AMD's Spider platform in the test: CPU + chipset + graphics card
The CPU: Phenom
Already in November 2006 the first quad-core processor for the desktop area saw the light the world - the chip had the code name Kentsfield and came from Intel. After a year now, AMD wants to stand up to the competition with its own quad-core creation called Phenom (code name Agena).
However, the implementation approach is fundamentally different: while Intel has two dual-core Processor dies (Core 2 Duo, code name Conroe) coupled together on a processor housing (multi-chip package, MCP), AMD is - from its own point of view - one step further and offers a native quad-core processor. The Phenom was developed in Austin, Texas. It is manufactured in Dresden using the 65 nm process. In the course of the next year - as is already the case with Intel - they want to switch to the 45 nm lithography process.
The TDP of the Phenom 9500 and 9600 is 89 watts. Each individual core has 512 KB of L2 cache. In addition, the entire processor has a shared L3 cache with 2 MB, which is shared by the cores. However, AMD has reached into its bag of tricks when it comes to the memory hierarchy. The L1 cache prefetchers can request data from the main memory without the usual detour via the L2 and L3 cache.
The processor-internal data paths as well as the execution units for SSE and FPU have been changed from 64 bits to 128 bits (as with Intel's core microarchitecture) doubled. This means that SSE commands can now be processed within one cycle. AMD's architecture allows the execution of two SSE commands in parallel - Intel is still a step ahead with three execution ports for SSE (not all ports can execute all SSE commands). The Phenom's instruction fetch buffer has been expanded to a width of 32 bytes. This means that more x86 instructions between three and 15 bytes long fit into the instruction fetcher, the first part of the instruction pipeline. This ensures, even with the longer 64-bit commands (on average approx. 4.5 bytes), that the processor, which is still 3 times the super-scaled, is supplied with enough commands for processing. Intel's pipeline front end reads (since the Pentium Pro) only 16 bytes from the instruction cache and thus runs the risk of not being able to provide the quadruple superscalars with enough work, especially with 64-bit code.
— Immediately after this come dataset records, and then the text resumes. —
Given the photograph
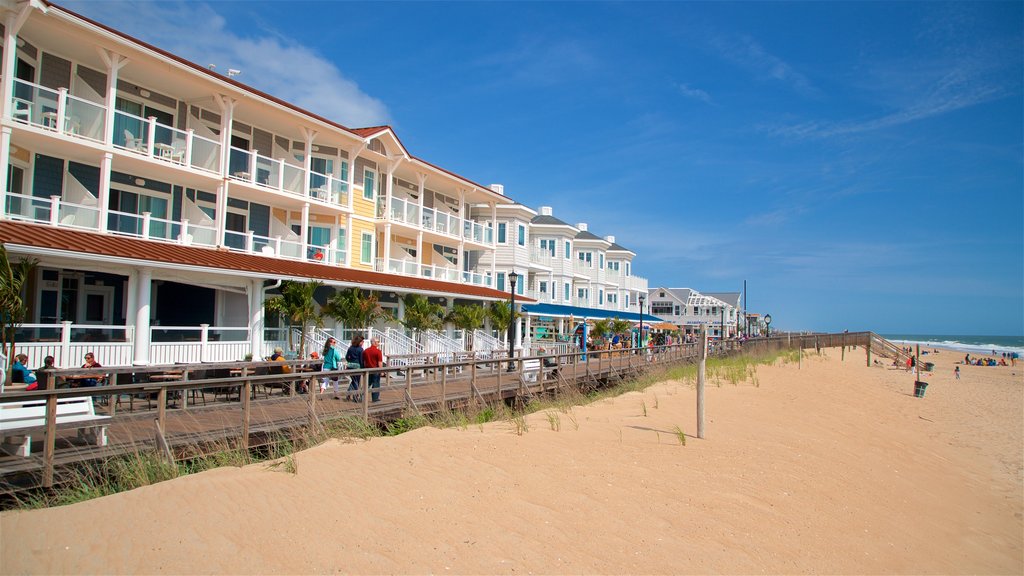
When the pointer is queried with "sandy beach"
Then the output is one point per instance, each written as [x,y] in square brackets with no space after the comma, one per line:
[827,467]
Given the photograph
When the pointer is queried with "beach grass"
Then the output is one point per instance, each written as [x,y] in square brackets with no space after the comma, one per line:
[142,468]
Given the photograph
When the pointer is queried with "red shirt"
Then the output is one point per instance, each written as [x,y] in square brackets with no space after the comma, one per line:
[372,357]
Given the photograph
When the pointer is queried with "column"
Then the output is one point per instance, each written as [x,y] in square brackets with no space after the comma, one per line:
[4,167]
[114,65]
[143,287]
[304,233]
[256,297]
[103,194]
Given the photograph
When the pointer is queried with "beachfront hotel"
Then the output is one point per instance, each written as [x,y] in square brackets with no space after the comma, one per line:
[718,313]
[164,201]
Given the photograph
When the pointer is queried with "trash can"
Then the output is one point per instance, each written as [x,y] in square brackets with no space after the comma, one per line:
[919,388]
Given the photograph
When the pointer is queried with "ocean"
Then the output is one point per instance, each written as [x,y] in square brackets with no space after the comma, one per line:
[974,344]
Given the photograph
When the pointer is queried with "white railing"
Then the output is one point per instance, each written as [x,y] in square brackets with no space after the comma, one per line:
[482,341]
[407,211]
[56,110]
[440,343]
[152,138]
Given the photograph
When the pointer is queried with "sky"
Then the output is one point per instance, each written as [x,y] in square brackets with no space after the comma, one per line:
[859,164]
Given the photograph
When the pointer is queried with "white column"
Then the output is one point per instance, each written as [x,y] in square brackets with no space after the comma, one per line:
[304,233]
[114,65]
[103,194]
[4,166]
[349,237]
[221,213]
[143,286]
[256,319]
[12,25]
[308,136]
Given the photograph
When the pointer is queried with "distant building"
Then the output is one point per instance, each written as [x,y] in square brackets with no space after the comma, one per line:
[689,310]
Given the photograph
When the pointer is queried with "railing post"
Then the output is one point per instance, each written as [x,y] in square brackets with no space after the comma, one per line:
[204,340]
[65,343]
[152,137]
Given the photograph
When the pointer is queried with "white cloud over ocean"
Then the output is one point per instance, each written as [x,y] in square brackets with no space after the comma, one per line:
[271,63]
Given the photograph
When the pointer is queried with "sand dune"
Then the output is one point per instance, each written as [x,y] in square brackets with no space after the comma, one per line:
[830,467]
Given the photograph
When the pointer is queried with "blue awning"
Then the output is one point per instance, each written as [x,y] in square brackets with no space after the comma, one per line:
[585,314]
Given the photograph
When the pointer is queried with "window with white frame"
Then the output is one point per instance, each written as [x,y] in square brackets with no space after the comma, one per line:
[367,251]
[369,183]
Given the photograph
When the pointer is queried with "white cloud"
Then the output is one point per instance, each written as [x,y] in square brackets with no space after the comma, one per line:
[695,93]
[270,63]
[749,54]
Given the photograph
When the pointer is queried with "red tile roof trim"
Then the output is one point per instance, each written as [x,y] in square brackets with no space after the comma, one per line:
[224,261]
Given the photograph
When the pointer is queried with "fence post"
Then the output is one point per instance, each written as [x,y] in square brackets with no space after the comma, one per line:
[204,339]
[701,367]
The jump prediction was also made by AMD improved and provided with a new logic. Accurate branch prediction is important, since modern processors process several instructions in parallel and a branch that does not behave as predicted makes the other instructions executed in parallel on suspicion void. The virtualization technology has been improved so that the hypervisor can make their memory pages available to the guest systems more quickly. The speed of the memory controller still integrated at AMD has been increased from DDR2-800 to DDR2-1066. The function block contained in the silicon also supports DDR3 up to 1600 MHz(effectively). However, AMD has not yet made use of this.
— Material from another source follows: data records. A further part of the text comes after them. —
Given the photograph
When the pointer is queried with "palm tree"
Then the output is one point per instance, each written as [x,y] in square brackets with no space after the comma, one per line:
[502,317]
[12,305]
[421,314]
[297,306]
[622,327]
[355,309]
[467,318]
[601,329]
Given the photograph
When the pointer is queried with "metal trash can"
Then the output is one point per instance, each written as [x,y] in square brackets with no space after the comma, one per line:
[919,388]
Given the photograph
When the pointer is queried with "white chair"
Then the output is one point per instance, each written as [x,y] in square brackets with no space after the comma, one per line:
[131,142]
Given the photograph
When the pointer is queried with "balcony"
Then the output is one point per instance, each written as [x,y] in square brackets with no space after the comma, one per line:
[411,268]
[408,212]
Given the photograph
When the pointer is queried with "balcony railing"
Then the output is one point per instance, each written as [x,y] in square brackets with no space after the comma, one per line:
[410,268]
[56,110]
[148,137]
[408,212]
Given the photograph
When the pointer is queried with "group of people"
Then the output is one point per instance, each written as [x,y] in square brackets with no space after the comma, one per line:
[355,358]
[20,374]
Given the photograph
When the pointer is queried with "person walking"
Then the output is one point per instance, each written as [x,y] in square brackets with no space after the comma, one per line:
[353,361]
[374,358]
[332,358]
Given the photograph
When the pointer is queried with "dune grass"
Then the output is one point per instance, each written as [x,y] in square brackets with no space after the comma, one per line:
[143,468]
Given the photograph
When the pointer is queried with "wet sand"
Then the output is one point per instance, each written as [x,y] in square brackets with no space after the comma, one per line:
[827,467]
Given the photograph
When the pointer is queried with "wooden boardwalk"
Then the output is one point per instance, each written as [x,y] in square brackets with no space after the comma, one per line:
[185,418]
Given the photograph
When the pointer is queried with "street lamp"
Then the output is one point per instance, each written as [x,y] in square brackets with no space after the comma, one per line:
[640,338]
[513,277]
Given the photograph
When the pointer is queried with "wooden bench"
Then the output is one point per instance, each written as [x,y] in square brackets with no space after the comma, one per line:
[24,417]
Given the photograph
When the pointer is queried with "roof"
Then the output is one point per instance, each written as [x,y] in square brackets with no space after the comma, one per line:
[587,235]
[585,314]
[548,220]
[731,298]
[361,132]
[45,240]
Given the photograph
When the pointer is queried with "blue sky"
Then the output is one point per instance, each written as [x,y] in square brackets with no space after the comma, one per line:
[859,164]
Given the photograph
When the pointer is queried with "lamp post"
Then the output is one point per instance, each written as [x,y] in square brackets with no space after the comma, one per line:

With the Phenom, AMD is also taking the step towards the industry standard HyperTransport 3.0 (HT 3.0), which offers significantly higher bandwidths. Theoretically, this high-speed connection can transfer up to 20.8 GB/s. According to AMD, the Phenom can currently use up to about 18 GB/s and these values should increase with higher clock rates. With all of this, the Phenom remains backwards compatible with the older HyperTransport 1.0 with only about 6.4 GB/s bandwidth.
AMD has also taken care of the energy requirements of the Phenom thought. AMD calls the “split power lane” the option of supplying the memory controller and the CPU cores with two independent voltages. With the power state C1E, which the Phenom now also supports, AMD fulfills the Energy Star 4.0 specifications that have been in effect since the middle of the year.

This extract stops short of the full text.